Türkiye’nin en önemli kültürel ve doğal miras alanlarından biri olan Latmos Dağları, yeni bir madencilik projesiyle bir kez daha tehdit altında. Kale Grubu’nun kırma-eleme tesisi için aldığı çevresel onay, bölgenin korunması gerektiğine inanan çevrelerce tepkiyle karşılandı.
Bakanlıktan “ÇED Gerekli Değil” Kararı
Muğla Milas’a bağlı Kayabükü Köyü yakınlarında, Kale Grubu’na ait Kale Maden’in taş ocağına ek olarak kurulmak istenen kırma-eleme tesisi için Çevre, Şehircilik ve İklim Değişikliği Bakanlığı “ÇED Gerekli Değildir” kararı verdi. Tesisin, yılda yaklaşık 395 bin ton üretim kapasitesiyle 3,84 hektarlık bir alanda faaliyet göstereceği bildirildi.
Latmos’un Adı Dosyada Geçmiyor
Projenin tanıtım dosyasında, faaliyet alanı Latmos sınırları içinde olmasına rağmen, bölgenin tarihi ve arkeolojik önemiyle ilgili herhangi bir bilgiye yer verilmedi. Oysa bu bölge, Neolitik dönemden kalma kaya resimleriyle Anadolu’nun en önemli tarih öncesi alanlarından biri olarak kabul ediliyor. Şirket tarafından hazırlatılan özel raporda, faaliyetlerin çevredeki zeytinliklere olumsuz bir etkisi olmayacağı ileri sürüldü. Ancak daha önce Danıştay, yine aynı bölgede planlanan başka bir kapasite artışını, zeytinlikler ve doğal yaşam üzerindeki etkileri nedeniyle iptal etmişti.

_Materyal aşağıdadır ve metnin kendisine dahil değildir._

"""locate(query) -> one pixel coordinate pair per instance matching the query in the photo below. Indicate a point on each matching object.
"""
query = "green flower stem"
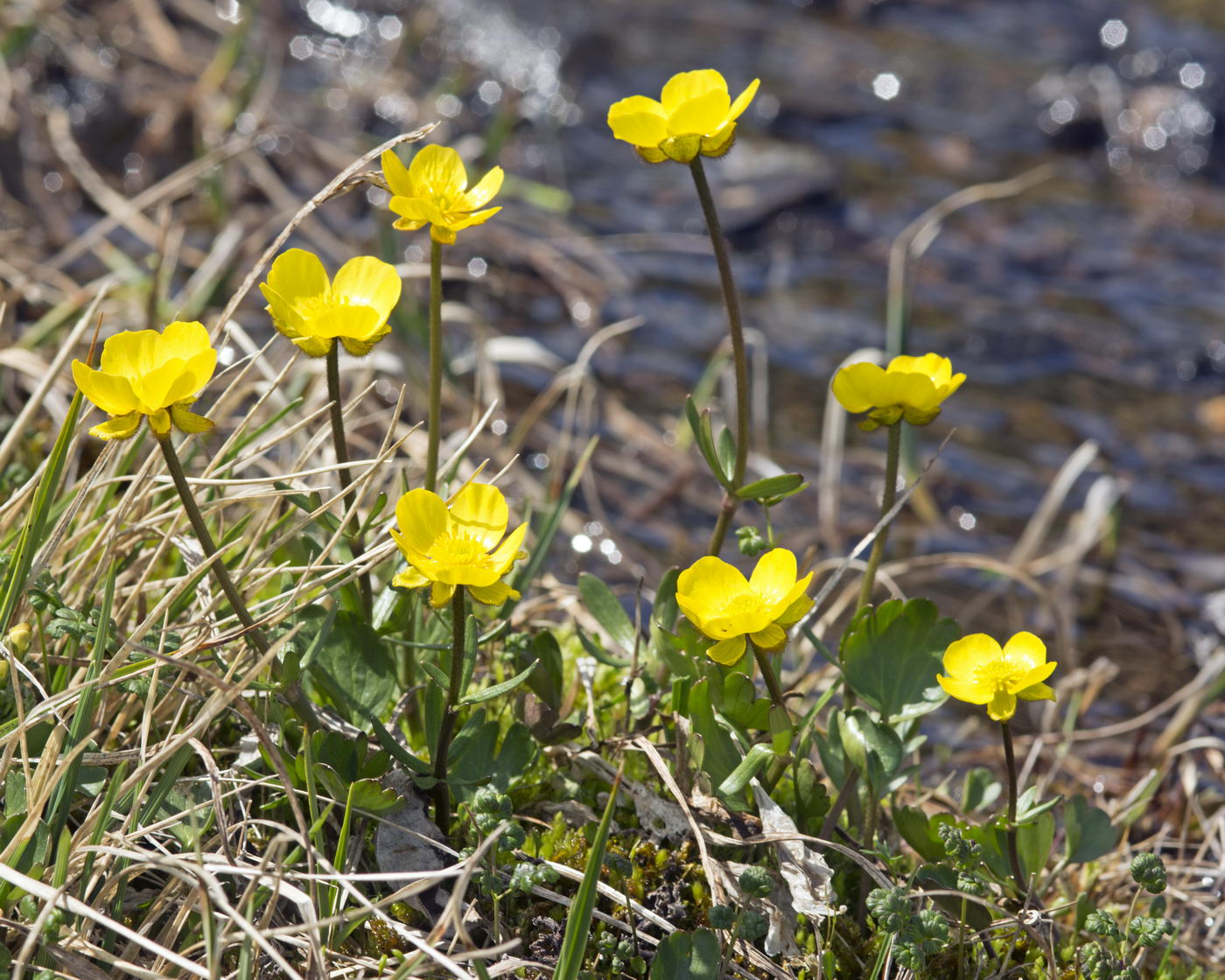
(732, 300)
(357, 545)
(891, 493)
(291, 692)
(1011, 763)
(431, 459)
(441, 792)
(775, 691)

Kültürel ve Doğal Miras Risk Altında
Antik adı Latmos olan Beşparmak Dağları; Hititler döneminden Hristiyanlık dönemine, mitolojik anlatılardan manastır yaşamına kadar birçok kültürel katmana ev sahipliği yapıyor. 7-8 bin yıl öncesine tarihlenen 170’ten fazla kaya resmi, bu alanın dünya çapında korunması gereken bir miras olduğunu ortaya koyuyor. Buna rağmen bölge hâlâ milli park ya da jeopark statüsüne kavuşmuş değil. Bölge halkı ve uzmanlar, Latmos’un ekoturizm ve kültür turizmi açısından değerlendirilmesi gerektiğini savunuyor. Ancak son yıllarda sayısı artan taş ocakları ve madencilik projeleri, bu potansiyelin hayata geçirilmesinin önünde en büyük engel olarak görülüyor.